Fonte: Agência Liderança
A Comissão de Seguridade Social e Família aprovou nessa quarta-feira (11), por unanimidade, relatório sobre a situação financeira das Santas Casas no Brasil. O documento construído por uma subcomissão específica para tratar do tema oficializou a situação de penúria vivida pelas 2.100 entidades hospitalares filantrópicas do País. Essas instituições acumulam uma dívida de R$ 11,8 bilhões e o sucateamento de suas instalações e equipamentos. Além de consolidar a dívida, o relatório mostra as razões do endividamento e as propostas para se evitar o colapso do sistema de saúde.
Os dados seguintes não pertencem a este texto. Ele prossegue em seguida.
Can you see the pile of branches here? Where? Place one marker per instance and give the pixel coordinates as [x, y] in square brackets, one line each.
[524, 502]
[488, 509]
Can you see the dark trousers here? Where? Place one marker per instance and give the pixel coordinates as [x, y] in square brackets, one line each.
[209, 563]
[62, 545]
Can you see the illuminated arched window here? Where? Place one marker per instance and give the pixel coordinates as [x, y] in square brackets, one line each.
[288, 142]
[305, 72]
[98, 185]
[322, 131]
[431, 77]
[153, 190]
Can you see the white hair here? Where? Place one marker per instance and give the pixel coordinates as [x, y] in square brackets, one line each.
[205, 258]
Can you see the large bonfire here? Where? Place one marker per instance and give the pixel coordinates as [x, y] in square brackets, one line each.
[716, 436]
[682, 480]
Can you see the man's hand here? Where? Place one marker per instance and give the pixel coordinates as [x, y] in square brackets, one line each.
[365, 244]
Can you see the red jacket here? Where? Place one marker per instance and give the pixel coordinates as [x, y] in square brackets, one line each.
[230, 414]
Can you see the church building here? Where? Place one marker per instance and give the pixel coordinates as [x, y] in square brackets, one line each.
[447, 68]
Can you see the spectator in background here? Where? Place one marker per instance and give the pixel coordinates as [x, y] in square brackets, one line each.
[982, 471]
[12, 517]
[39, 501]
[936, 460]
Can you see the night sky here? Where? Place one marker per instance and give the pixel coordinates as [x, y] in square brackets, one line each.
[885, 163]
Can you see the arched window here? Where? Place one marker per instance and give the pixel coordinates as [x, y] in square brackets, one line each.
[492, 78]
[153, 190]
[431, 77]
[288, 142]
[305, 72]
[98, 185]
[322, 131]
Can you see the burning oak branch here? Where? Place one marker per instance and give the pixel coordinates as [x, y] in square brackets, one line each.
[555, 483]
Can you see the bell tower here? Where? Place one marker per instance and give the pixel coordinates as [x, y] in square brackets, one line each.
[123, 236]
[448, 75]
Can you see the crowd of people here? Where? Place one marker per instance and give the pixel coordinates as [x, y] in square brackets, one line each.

“Esta dívida está funcionando como uma âncora, um lastro levando todo esse setor para baixo”, afirmou o deputado Mandetta (Democratas-MS), presidente da Comissão de Seguridade Social e Família. O parlamentar explicou que as conclusões do relatório mostram uma situação bem mais grave que a apontada pelo governo federal que estimava uma dívida entre R$ 6 e R$ 7 bilhões. “No curto prazo, vamos ter mais problemas que temos hoje. No médio prazo, devemos ter um apagão dentro do setor do sistema de saúde”, atesta. Hoje, as Santas Casas respondem por 56% dos atendimentos do Sistema Único de Saúde (SUS). Segundo Mandetta, em breve, essas entidades não terão condições de honrar seus compromissos de curto prazo, como o pagamento do 13º dos funcionários.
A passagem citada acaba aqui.